Another prophecy printed in a book of prophecies featured a poisoned ink drawing illustrating a male figure labeled as “H” and two female figures labeled, “K” and “A.” The H figure obviously stood for Henry while the K and A figures stood for Henry's two dueling wives, Katherine and Anne. Unfortunately the A figure was missing her head. (Anne saw the drawings, but dismissed them as “bauble”. )
Another example of a popular Sibyllic prophecy during Henry’s reign was:
“When hempe is ripe and ready to pull,
Then, Englishman, beware thy skull.” (4)
The word “hempe” was meant to signify the beginning initials of England’s monarchs. H represented Henry VIII, E represented Edward, M represented Mary, P represented Philip II who supposedly shared in the prediction by marrying Mary, and E represented Elizabeth.
The second popular form of prophecy was called Galfriedian, and employed the use of animals and other living creatures to represent a person. An example of a popular Galfriedian prophecy (and far less flattering to Anne ) was:
‘when this Cowe rideth the bull
than priest beware thy skull.’
The cow represented Henry VIII and the bull represented Anne Boleyn.

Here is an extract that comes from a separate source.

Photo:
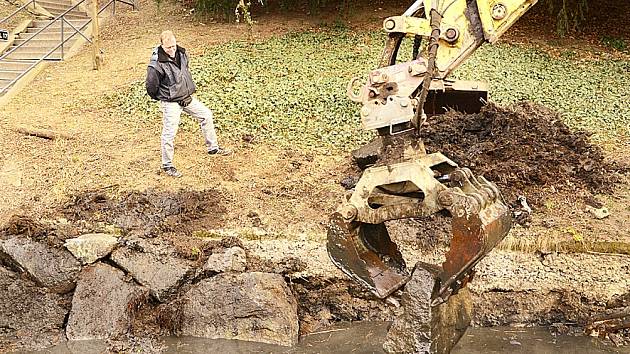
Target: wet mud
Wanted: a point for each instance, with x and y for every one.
(525, 149)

The prophecy that came true (sort of)
Another popular prophecy might have come true if Henry had followed through with the harsher punishment for traitors of burning. This prophecy, whose origins are unknown, predicted that a queen of England should be burnt at the stake. After the honeymoon phase had ended with Henry and the happy couple started to bicker, Anne might have taken this prediction more seriously. In an argument with Henry she told her husband that it had been said that a queen of England would be burnt but, “even if I were to suffer a thousand deaths, my love for you would not abate one jot’. (5) I wonder is she would have still felt this way with her head missing?
Prophecies, like rumors, are interesting to dissect because they often reflect the people’s fears and hopes. Stay tuned for a future post on the predictions of Elizabeth Barton, The Holy Maid of Kent.
*ok, they could spell, but their spelling was not confined to an alphabet of 26 letters nor any strict spelling convention. If you were to step back in the 16th century and tell Elizabeth I that she couldn't spell she might say, God's teeth! and send you along your way as a crazy person. For a further description of the Tudor alphabet - Read the The Raucous Royals by yours truly.
(1) 'Henry VIII: May 1536, 16-20', Letters and Papers, Foreign and Domestic, Henry VIII, Volume 10: January-June 1536 (1887), pp. 371-391
(2) Mackay, p 281
(3) Dodds, p4
(4) Mackay, p 281
(5) Starkey, Kindle location 7161
Sources and Further Reading:
Mackay, Charles. Extraordinary Popular Delusions and the Madness of Crowds, New Yorkm, NY: Three Rivers Press, 1995.
Starkey, David. The Six Wives of Henry VIII. New York, NY: Harper Perennial, 2004.
Political Prophecies in the Reign of Henry VIII, Dodds, Madeleine Hope, The Modern Language Review, Voll 11, No. 3 (Jul., 1916) pp. 276-284.
Ives, Eric. The Life and Death of Anne Boleyn, Malden, MA: Blackwell Publishing, 2005.